The below functions are the tests that I used for benchmarking:
mob
var
tested = 0
verb
test_scheduler()
var/scheduler/s = new()
s.default_invoke = "schedtest"
tested = 0
for(var/count in 1 to 100000)
s.Schedule(src,rand()*10)
var/etime = world.time+10
while(world.time<=etime)
s.Tick(world.time)
sleep(world.tick_lag)
test_spawn()
tested = 0
for(var/count in 1 to 100000)
spawn(rand()*10)
++tested
test_waitfor()
tested = 0
for(var/count in 1 to 100000)
waitfortest()
proc
schedtest()
++tested
spawntest()
++tested
waitfortest()
set waitfor = 0
sleep(rand()*10)
++tested
Results indicate that the scheduler is averaging 11 seconds to schedule and run 100,000 callbacks, while spawn() and waitfor are taking roughly 52.9 seconds each.
The difference between the waitfor and spawn functions in the profiler is negligible, the waitfor test just much more clearly shows where the specific CPU occupancy comes from compared to spawn().
![](https://i.imgur.com/pbSh8kk.png)
It should be noted that my scheduler outperforms spawn in every single configuration even though its logic is written in interpreted softcode.

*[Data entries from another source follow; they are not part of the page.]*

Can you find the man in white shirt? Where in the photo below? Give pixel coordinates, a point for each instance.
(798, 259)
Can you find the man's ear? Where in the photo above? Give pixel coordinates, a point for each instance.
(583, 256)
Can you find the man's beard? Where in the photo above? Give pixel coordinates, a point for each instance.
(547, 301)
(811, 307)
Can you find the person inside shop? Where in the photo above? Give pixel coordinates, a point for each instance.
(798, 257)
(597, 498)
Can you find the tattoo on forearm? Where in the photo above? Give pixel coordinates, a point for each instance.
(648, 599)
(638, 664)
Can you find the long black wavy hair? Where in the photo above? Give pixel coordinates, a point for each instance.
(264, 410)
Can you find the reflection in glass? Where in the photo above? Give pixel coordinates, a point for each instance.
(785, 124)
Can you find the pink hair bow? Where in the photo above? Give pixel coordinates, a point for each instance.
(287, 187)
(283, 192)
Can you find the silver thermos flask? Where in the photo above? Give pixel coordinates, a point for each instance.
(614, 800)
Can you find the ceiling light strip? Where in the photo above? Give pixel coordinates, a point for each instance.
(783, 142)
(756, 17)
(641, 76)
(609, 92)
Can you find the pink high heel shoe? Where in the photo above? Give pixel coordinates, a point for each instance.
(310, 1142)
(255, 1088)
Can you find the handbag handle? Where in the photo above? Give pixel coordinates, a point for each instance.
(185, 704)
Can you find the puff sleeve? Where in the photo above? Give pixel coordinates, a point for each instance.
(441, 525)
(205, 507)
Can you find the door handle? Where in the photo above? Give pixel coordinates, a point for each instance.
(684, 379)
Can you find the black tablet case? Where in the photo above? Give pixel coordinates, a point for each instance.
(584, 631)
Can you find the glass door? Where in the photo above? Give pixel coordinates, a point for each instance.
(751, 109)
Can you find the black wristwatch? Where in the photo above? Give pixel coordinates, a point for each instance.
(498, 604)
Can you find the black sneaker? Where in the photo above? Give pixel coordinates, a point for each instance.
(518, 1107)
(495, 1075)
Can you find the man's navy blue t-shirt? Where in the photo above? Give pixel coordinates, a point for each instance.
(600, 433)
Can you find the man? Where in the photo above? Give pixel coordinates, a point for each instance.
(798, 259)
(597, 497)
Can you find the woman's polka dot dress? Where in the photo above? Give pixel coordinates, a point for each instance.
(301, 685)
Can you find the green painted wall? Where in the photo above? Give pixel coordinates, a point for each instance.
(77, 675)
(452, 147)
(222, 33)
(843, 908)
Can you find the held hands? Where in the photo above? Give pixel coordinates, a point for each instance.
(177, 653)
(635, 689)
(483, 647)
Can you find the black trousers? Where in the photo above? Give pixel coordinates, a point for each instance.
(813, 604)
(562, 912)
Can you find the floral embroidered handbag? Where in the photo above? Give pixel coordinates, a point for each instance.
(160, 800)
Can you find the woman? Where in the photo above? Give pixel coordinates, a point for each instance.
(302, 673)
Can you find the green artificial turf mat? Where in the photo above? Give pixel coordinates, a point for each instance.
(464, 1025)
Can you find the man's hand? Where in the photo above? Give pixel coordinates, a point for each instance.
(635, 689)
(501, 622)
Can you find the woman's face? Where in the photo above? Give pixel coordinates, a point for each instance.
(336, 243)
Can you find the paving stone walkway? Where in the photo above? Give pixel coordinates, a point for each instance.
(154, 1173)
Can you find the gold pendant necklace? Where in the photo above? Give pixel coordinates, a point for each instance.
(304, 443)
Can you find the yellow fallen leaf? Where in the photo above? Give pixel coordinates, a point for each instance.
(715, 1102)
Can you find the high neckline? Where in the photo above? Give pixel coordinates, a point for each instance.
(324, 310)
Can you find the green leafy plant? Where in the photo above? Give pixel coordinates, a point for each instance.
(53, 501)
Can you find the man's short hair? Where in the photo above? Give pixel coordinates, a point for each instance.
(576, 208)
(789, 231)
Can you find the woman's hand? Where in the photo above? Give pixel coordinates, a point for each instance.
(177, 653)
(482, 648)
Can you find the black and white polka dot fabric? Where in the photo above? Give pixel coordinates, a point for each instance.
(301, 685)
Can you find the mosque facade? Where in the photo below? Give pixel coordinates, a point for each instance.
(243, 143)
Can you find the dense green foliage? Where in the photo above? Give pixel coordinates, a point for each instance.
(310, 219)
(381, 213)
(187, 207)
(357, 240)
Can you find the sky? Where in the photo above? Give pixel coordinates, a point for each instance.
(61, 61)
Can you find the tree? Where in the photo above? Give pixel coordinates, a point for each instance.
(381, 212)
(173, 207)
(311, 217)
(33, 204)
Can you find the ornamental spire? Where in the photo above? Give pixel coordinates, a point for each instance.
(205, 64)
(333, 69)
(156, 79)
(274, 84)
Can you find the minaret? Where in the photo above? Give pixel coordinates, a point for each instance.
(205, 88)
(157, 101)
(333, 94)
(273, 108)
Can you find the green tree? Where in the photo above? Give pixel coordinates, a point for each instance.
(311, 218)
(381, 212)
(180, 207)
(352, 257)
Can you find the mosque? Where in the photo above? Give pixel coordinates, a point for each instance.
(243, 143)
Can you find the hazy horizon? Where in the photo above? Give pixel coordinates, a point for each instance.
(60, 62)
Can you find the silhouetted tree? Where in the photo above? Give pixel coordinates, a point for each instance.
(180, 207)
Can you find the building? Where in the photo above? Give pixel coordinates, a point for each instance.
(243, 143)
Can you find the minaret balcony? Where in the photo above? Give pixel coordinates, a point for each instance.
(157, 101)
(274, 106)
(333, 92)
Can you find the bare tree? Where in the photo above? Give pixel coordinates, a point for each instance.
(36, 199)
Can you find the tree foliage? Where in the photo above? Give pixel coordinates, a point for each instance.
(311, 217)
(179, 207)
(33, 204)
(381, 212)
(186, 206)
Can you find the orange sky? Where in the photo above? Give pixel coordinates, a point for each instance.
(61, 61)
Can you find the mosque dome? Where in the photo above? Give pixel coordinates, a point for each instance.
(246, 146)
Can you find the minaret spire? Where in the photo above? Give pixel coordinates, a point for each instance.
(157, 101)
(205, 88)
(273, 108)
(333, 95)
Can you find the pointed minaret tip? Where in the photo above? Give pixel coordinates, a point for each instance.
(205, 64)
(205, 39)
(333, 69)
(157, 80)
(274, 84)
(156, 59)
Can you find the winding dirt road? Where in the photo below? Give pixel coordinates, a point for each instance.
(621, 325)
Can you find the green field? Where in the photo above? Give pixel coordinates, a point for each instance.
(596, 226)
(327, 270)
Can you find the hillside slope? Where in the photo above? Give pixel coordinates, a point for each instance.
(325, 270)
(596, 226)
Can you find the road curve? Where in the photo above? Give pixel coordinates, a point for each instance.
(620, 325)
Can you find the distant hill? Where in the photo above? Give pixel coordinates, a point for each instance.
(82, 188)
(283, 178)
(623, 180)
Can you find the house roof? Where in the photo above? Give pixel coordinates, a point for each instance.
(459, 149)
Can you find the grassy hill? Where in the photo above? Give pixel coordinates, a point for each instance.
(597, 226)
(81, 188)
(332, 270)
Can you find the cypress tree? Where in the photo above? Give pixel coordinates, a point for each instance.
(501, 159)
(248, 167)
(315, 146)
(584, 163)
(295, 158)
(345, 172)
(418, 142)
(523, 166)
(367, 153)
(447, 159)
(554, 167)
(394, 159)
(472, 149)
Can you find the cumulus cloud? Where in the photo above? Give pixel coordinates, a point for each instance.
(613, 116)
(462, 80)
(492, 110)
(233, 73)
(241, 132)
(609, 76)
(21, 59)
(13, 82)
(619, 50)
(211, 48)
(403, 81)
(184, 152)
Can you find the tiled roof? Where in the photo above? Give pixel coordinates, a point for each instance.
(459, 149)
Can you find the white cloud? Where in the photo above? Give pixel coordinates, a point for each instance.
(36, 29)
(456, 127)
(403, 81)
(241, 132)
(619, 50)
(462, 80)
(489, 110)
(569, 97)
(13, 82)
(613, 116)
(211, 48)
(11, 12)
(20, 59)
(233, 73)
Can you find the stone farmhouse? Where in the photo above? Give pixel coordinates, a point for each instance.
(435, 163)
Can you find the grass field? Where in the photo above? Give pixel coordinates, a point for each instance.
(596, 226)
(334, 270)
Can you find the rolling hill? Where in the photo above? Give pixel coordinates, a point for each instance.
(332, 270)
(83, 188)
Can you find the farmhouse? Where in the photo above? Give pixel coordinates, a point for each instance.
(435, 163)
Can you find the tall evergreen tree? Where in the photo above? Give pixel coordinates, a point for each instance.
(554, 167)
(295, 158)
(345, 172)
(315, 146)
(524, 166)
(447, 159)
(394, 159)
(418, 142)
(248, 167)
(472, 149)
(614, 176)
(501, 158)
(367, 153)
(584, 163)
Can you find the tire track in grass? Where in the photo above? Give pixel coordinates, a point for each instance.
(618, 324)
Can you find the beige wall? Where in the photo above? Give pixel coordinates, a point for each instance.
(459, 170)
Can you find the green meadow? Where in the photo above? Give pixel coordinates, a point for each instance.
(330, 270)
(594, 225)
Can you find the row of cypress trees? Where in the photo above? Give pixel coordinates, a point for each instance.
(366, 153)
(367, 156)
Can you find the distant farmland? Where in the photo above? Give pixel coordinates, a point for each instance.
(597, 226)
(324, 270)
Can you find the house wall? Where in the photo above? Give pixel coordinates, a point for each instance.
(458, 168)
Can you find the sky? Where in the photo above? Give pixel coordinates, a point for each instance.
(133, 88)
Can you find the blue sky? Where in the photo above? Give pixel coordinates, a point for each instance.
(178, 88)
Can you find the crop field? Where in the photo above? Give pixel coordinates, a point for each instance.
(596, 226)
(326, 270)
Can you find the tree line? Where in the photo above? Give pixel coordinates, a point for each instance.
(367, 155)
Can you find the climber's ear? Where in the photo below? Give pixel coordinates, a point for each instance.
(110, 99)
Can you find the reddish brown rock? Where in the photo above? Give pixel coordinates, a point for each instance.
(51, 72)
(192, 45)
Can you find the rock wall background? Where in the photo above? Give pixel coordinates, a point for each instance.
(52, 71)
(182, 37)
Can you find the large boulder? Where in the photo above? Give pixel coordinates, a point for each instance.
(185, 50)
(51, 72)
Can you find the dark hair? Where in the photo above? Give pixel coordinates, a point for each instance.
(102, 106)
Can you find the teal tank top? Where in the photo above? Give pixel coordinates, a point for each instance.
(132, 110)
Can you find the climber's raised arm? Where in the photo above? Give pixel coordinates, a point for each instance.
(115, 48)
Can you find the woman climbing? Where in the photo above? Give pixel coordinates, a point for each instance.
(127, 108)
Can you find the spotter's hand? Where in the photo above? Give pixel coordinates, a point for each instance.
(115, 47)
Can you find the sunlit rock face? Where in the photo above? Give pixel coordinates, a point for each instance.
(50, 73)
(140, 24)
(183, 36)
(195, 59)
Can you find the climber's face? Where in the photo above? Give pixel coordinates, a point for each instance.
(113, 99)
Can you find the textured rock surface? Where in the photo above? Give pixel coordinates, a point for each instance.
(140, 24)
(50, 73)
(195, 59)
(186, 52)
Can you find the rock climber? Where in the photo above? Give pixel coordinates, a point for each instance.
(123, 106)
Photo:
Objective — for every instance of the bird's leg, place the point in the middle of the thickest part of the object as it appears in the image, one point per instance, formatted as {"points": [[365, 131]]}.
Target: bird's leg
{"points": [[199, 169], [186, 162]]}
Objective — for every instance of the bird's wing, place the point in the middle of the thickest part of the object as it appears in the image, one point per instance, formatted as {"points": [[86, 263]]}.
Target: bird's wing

I would expect the built-in solution to absolutely shit on what is supposed to be an identical softcode solution. I would also expect the built in solution of my algorithm would offer even more dramatic performance improvements.
My algorithm is also hugely unoptimized at the moment. I've one done one of five major optimizations to it that I have outlined since I initially wrote it.
As for benefit, spawn()/sleep() is a massively overused pattern in DM. Spires, every shitty anime game, and SS13 in particular pepper that shit everywhere. This performance increase would be a dramatic global benefit to every single project using the language.